TORONTO – By all accounts, the Toronto Maple Leafs have not talked about it. Many of the players seem to be unaware of it.
But with three-quarters of the season played and the stretch drive at hand, this group has the chance to do something special: It is but a reasonable finish away from compiling the most wins and points in the organization’s 101-year history.
“We’ve worked hard certainly to be considered one of the better teams in the league this year, so that would just solidify that,” Nazem Kadri said Tuesday before a visit by the Florida Panthers. “There’s a long history and a Maple Leafs tradition and I think that’s a heck of an achievement.
“It’s definitely an extra pat on the back.”
Toronto needs 10 wins over its final 21 games to establish a new franchise-best mark of 46.

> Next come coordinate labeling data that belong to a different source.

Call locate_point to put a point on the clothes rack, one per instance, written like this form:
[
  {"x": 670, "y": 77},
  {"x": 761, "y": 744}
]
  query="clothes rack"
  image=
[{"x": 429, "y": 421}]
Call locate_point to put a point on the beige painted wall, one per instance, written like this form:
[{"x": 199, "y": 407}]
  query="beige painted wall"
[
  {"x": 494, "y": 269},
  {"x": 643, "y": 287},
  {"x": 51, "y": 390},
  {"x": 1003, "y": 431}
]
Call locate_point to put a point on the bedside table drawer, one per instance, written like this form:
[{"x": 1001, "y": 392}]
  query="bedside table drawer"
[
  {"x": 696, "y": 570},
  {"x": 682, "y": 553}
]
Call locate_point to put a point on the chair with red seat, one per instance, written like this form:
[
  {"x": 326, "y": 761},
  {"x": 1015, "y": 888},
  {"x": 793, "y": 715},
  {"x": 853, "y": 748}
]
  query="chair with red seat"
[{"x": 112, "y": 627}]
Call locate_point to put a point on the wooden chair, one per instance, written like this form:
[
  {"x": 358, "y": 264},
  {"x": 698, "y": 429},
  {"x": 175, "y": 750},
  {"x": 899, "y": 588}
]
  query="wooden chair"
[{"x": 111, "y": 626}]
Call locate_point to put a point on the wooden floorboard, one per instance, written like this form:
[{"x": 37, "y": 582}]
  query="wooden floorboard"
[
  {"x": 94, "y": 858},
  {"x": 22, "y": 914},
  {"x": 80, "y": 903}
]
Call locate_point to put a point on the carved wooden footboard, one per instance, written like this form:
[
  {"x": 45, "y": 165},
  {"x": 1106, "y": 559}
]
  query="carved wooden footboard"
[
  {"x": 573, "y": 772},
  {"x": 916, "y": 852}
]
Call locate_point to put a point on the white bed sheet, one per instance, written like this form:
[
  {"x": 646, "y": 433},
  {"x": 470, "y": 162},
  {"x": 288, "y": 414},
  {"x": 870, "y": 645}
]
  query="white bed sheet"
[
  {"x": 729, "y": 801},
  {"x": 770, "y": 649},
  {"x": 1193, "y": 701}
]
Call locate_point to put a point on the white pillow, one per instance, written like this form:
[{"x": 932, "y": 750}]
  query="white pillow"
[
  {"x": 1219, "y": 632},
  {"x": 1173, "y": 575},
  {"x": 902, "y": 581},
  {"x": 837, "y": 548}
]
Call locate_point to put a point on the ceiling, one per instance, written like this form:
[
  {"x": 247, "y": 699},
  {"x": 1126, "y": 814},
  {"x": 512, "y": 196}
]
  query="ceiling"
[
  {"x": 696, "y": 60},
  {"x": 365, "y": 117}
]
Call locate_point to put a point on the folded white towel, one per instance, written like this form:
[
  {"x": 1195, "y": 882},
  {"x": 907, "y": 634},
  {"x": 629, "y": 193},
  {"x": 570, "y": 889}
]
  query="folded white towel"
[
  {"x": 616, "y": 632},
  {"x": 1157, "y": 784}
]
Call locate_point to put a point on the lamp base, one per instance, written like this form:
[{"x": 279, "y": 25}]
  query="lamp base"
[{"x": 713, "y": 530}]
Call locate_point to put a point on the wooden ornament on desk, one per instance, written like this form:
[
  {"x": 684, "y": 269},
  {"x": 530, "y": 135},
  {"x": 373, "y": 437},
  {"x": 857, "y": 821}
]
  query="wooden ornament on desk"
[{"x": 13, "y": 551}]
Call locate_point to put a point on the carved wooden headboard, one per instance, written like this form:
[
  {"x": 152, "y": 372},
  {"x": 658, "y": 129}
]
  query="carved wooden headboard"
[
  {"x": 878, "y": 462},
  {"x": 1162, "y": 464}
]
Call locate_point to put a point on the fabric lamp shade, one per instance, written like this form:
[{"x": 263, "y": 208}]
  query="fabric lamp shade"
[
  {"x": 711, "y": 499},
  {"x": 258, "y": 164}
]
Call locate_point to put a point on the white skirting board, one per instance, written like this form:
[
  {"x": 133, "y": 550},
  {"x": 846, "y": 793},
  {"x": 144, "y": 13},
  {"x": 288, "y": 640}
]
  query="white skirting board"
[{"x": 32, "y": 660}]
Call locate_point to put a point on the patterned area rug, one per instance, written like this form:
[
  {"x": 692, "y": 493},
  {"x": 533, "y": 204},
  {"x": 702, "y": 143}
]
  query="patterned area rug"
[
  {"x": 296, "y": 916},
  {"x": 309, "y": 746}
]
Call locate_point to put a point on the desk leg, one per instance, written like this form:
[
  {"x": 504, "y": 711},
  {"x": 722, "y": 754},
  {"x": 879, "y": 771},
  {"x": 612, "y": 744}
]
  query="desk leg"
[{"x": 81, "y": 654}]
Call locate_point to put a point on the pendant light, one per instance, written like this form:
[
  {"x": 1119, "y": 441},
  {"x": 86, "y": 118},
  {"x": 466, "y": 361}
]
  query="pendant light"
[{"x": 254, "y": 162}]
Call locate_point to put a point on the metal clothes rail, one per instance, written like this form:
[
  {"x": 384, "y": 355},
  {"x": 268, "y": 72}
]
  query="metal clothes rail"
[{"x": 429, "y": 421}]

It would take another 27 points for the Leafs to reach 104 for the first time ever – something that could be accomplished with a finish of 12-6-3. That’s a high bar, but not completely out of the question, given the schedule that awaits.
Both potential milestones reflect a feeling inside the dressing room that this is the best Leafs team in a long time. Kadri says it’s easily the strongest group he’s been part of since getting selected seventh overall in 2009, pointing to the depth as a differentiator from last season.
“I think it’s the most lethal and definitely offensively the most dangerous team,” he said.
It’s playing well above the 96-point target coach Mike Babcock established at the start of the season when he divided the schedule into five-game segments and urged the players to aim for six points in each. That ask hasn’t changed even with their current 10-2-0 run.
“Sometimes you have a better segment and it makes up for the segment when you dropped the ball and you didn’t quite get it done,” said Babcock. “But I think just the idea of keeping your focus on the short term.”
Once we get beyond the trade deadline and the calendar flips to March, it’s natural to zoom out.
Pat Quinn’s Leafs teams were the most successful during the post-Cup years – with the 2003-04 squad at the front of the pack in wins (45), points (103) and points percentage (.628). Each of those marks is in reach for Babcock’s bunch.
Determining the organization’s best regular season of all time is complicated by context: The NHL has used several different formats, schedules and alignments over the years. But it probably should belong to one of the four Leafs teams to lead the regular season in points – the last of which came in 1962-63.
[snippet id=3638225]
For those keeping score at home … yes, that means Toronto has had the NHL’s best regular season just four times in 100 tries.
The current Leafs aren’t a serious threat to claim the Presidents’ Trophy – not with all five teams ahead of them enjoying games in hand – but they have been better than most of their predecessors.
They’ve managed to do it by keeping the lulls to a minimum, with a 2-6-0 stretch starting in late October and a 3-4-3 run through late December and half of January among the exceptions.
“I mean we weren’t dumping games 4-0 in regulation during that stretch of time,” veteran defenceman Ron Hainsey said recently, referring to the January struggles. “We weren’t closing out a few [games] and the goal scoring for us went from robust to slightly less. So you have less of a margin for error, obviously, and now the pucks have gone in a lot more in the last little while and we’re having more success.”
Tongue-in-cheek, he called that the “panic time” in Toronto. All is quiet now.
While the measure of this group will ultimately be determined by its performance in the playoffs, the regular season has offered some encouraging signs about what’s to come.
“I mean I think anything’s possible,” said Hainsey. “We’re playing well.”